The room did not answer.

But the new Thread shifted, as if the question had brushed against it. A hollow ache opened in his chest. The feeling was not memory. It was hunger.

Not for food, not for comfort. For removal.

This Domain—a shard of the Loom he had chosen or had chosen him—did not care about preserving truth. It was not built to hold stories, to anchor events so they could not be denied. It was built to take away. To carve gaps into the tapestry where inconvenient threads lay.

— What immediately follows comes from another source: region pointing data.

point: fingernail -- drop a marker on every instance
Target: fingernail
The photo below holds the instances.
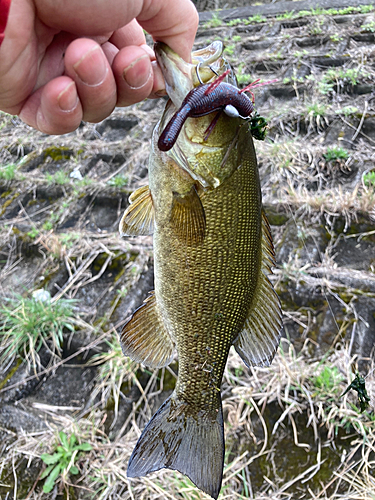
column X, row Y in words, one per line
column 68, row 98
column 92, row 67
column 138, row 72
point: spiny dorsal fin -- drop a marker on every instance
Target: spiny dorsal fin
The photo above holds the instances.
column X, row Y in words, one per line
column 260, row 337
column 138, row 218
column 188, row 217
column 145, row 339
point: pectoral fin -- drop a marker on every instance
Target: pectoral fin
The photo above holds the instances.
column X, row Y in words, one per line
column 145, row 339
column 188, row 217
column 260, row 337
column 138, row 218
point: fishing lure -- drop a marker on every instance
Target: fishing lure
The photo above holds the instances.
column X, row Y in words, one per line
column 359, row 385
column 204, row 99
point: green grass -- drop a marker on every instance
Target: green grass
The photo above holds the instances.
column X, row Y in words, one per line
column 62, row 460
column 347, row 110
column 369, row 179
column 8, row 172
column 335, row 153
column 328, row 379
column 115, row 369
column 118, row 181
column 316, row 109
column 214, row 22
column 26, row 324
column 369, row 27
column 58, row 178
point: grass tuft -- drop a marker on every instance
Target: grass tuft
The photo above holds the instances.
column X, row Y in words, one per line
column 27, row 324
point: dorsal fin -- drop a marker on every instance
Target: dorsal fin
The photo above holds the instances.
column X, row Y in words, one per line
column 260, row 337
column 138, row 218
column 188, row 218
column 145, row 339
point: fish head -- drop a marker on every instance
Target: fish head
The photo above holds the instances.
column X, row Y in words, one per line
column 208, row 158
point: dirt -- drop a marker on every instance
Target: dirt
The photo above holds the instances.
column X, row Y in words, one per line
column 60, row 211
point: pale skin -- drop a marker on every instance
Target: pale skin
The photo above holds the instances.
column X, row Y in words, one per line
column 64, row 61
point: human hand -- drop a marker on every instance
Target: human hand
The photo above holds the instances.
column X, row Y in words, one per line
column 66, row 61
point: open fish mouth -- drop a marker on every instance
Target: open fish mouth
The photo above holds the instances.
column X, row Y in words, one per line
column 181, row 77
column 191, row 151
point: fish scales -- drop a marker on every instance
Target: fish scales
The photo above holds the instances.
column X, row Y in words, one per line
column 205, row 291
column 212, row 253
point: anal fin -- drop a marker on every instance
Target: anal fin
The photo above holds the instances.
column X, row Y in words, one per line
column 188, row 218
column 144, row 337
column 138, row 218
column 258, row 341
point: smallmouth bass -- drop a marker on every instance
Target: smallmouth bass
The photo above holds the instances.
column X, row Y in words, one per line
column 212, row 253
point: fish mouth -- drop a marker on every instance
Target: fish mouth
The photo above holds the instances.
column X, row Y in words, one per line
column 191, row 149
column 181, row 77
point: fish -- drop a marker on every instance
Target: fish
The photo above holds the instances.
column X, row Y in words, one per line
column 213, row 253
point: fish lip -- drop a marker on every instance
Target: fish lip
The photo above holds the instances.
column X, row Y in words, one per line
column 177, row 73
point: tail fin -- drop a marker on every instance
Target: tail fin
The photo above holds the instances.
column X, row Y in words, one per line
column 176, row 439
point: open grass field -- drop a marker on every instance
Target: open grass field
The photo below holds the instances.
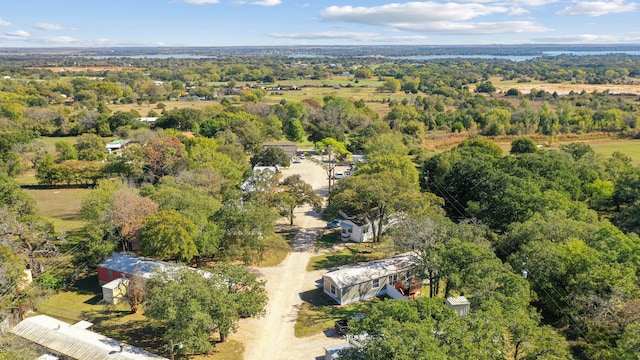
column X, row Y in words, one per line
column 82, row 302
column 633, row 87
column 604, row 147
column 61, row 206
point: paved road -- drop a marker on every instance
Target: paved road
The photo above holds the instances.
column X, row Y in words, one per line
column 272, row 336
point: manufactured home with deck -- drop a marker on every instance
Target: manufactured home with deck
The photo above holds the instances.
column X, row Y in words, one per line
column 360, row 282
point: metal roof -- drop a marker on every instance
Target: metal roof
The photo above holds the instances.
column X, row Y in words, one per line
column 129, row 264
column 457, row 300
column 360, row 273
column 76, row 342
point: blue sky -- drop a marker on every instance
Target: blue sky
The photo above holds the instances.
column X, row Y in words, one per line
column 79, row 23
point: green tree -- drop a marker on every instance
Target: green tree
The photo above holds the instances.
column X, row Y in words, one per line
column 270, row 156
column 91, row 147
column 169, row 235
column 523, row 146
column 390, row 85
column 189, row 305
column 295, row 131
column 66, row 151
column 294, row 192
column 485, row 87
column 377, row 197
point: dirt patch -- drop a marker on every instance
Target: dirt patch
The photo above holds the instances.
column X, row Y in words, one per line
column 273, row 336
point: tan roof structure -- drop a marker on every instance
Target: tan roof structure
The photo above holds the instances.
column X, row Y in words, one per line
column 76, row 341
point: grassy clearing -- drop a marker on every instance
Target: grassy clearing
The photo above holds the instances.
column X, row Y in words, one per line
column 61, row 206
column 328, row 240
column 354, row 253
column 228, row 350
column 278, row 247
column 319, row 312
column 604, row 147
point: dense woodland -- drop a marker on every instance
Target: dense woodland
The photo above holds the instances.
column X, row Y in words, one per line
column 479, row 219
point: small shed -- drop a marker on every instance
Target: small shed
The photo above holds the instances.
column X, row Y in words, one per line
column 289, row 148
column 360, row 282
column 331, row 351
column 113, row 292
column 459, row 304
column 75, row 341
column 355, row 230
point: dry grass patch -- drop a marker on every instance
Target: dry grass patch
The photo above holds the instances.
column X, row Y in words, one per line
column 319, row 312
column 352, row 254
column 61, row 206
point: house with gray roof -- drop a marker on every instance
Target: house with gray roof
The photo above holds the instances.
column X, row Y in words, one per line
column 360, row 282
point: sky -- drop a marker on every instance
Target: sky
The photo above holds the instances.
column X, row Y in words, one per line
column 95, row 23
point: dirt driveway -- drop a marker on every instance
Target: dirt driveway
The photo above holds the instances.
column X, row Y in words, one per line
column 272, row 336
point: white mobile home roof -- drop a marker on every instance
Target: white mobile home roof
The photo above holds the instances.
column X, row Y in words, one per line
column 76, row 342
column 360, row 273
column 129, row 264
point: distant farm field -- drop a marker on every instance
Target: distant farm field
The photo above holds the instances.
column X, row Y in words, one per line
column 605, row 147
column 632, row 87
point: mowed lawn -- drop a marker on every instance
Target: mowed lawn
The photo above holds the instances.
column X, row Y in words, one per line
column 61, row 206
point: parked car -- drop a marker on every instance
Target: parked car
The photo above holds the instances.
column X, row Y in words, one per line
column 342, row 325
column 333, row 224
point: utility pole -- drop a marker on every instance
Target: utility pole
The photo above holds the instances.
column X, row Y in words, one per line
column 20, row 311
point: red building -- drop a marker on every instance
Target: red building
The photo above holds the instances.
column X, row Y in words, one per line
column 122, row 265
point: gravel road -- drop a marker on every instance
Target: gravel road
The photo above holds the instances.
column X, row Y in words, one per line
column 272, row 336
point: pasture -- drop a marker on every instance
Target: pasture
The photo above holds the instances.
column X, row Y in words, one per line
column 603, row 146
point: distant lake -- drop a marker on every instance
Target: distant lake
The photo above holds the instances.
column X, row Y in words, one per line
column 516, row 57
column 413, row 57
column 150, row 56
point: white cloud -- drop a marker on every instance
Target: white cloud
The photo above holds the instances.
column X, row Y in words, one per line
column 18, row 34
column 260, row 2
column 47, row 26
column 58, row 40
column 477, row 28
column 347, row 35
column 534, row 3
column 411, row 12
column 437, row 18
column 200, row 2
column 590, row 39
column 267, row 2
column 598, row 8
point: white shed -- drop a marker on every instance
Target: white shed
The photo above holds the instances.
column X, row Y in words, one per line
column 113, row 292
column 459, row 304
column 331, row 351
column 360, row 282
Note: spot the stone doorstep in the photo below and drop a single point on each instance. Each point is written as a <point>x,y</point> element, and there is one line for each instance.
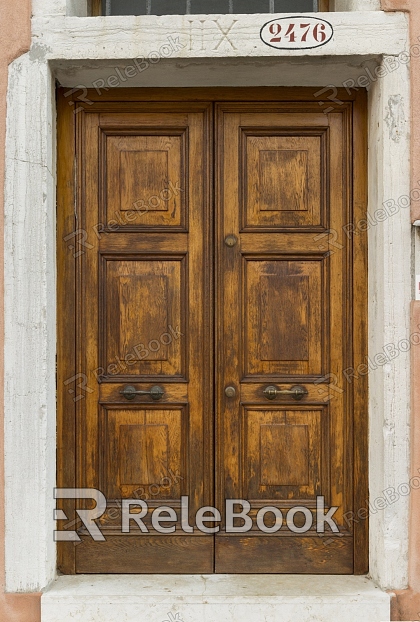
<point>214,598</point>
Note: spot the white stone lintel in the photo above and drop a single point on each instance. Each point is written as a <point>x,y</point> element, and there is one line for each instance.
<point>209,36</point>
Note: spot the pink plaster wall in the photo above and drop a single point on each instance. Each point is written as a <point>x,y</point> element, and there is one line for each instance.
<point>15,39</point>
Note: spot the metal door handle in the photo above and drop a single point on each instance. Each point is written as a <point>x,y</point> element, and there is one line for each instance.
<point>129,392</point>
<point>297,392</point>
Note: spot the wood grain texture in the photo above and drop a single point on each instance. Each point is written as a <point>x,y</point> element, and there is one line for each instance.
<point>284,312</point>
<point>277,555</point>
<point>288,312</point>
<point>67,247</point>
<point>146,555</point>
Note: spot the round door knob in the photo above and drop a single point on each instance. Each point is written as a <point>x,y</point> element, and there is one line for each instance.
<point>230,391</point>
<point>231,240</point>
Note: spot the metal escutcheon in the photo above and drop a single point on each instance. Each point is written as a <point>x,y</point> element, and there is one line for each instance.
<point>230,391</point>
<point>129,392</point>
<point>297,392</point>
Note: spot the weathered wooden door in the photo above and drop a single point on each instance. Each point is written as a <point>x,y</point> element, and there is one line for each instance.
<point>180,389</point>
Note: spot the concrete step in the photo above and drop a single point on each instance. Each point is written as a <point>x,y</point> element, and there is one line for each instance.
<point>214,598</point>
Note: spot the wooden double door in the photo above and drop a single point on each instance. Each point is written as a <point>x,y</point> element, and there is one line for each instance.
<point>211,298</point>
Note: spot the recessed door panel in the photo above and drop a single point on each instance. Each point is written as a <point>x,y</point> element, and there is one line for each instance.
<point>210,302</point>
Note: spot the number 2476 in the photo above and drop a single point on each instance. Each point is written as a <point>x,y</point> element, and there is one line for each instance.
<point>316,32</point>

In a city where everyone feared being altered and recorded, where memories were commodities and addictions, a man who could make things disappear without trace would be priceless.

Or monstrous.

Or both.

Rain beat harder against the glass.

Zayn closed his eyes and tried to sleep, knowing that he would not.

Far away, the Central Weir's light pulsed, tugging Threads across the city in patterns he could not yet read. Nearer, in the High Loomist Temple, Seers might be waking from dreams of strange knots in the tapestry. Somewhere, the Council discussed lists of Domains and their dangers, unaware that a new one had slipped into their world through a broken man's fall.

In a small room in a tired boarding house, that man lay awake, listening to the city and to the quiet hum of his own absence.

He had no intention of being thrown from a mountain again.